Personal information
- Born: November 2, 1881 Cincinnati, Ohio, U.S.
- Died: May 18, 1964 (aged 82) Grosse Pointe Farms, Michigan, U.S.

Career information
- College: Yale (1903)

Awards and highlights
- Consensus All-American (1903);

= Ledyard Mitchell =

William Ledyard Mitchell (November 2, 1881 – May 18, 1964) was an automobile executive, serving as president of Maxwell Motor Company, and a co-founder of Chrysler Corporation in 1925. He was also an All-American college football player for Yale in 1903.

==Early life==
Mitchell was born in 1881 in Cincinnati. He attended Yale University, where he was played college football and was selected as a fullback on the 1903 All-America college football team. Members of the Yale Class of 1904 created the Ledyard Mitchell Cup which was awarded each year to a Yale player for proficiency in punting. He graduated from Yale in 1904. He returned to Cincinnati, working with a family business, the Robert Mitchell Furniture Company, eventually holding the position of general manager.

==Maxwell Motor Company==
Mitchell became president of the Maxwell Motor Company in December 1917. With the new position, Mitchell relocated from Cincinnati to Detroit.
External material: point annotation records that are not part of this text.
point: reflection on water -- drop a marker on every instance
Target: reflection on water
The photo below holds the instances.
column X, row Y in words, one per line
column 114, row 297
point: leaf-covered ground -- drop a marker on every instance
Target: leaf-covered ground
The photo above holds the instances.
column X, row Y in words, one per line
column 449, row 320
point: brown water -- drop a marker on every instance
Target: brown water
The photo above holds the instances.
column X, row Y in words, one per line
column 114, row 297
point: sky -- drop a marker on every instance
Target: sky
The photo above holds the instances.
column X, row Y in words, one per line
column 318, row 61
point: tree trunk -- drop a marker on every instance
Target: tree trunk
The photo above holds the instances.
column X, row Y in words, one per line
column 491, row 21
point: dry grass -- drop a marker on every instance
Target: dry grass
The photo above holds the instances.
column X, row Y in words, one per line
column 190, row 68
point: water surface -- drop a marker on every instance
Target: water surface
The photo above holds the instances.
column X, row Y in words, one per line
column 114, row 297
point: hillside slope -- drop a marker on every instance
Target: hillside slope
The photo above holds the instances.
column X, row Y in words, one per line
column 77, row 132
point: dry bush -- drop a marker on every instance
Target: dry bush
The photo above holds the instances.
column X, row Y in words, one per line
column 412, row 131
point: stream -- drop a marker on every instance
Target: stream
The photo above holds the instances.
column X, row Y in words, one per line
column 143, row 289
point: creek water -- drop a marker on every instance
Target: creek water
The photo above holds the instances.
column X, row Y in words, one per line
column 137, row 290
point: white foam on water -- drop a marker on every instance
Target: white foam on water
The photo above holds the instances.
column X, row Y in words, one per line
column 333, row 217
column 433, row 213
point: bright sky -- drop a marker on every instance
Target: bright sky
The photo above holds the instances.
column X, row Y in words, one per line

When Maxwell went through reorganization proceedings in 1920, Mitchell served as the company's receiver and active executive. In 1921, an executive of Dodge Brothers became president of the reorganized company, and Mitchell became a vice president.

==Chrysler Corporation==
In 1925, Mitchell was a cofounder of Chrysler Corporation which took over the assets of Maxwell. He was secretary and vice president in charge of manufacturing at Chrysler. In 1926, he became general manager of operations for Chrysler with responsibility for Chrysler's five manufacturing plants. He became general manager of Chrysler's operations. He became chairman of Chrysler's export division in 1929 and chairman of Chrysler of Canada in 1932. During World War II, he oversaw Chrysler's construction of destroyer exports for the Navy. He retired from Chrysler in 1947 at age 65.

==Family and later years==
Mitchell was married in 1910 to Sara Moulton Sherman. The couple had five children, Sara Sherman Mitchell, William Ledyard Mitchell, Jr., Mary Sherman Mitchell, Frank Sherman Mitchell and Ann Sherman Mitchell. Mitchell died on May 18, 1964, at his home in Grosse Pointe Farms, Michigan.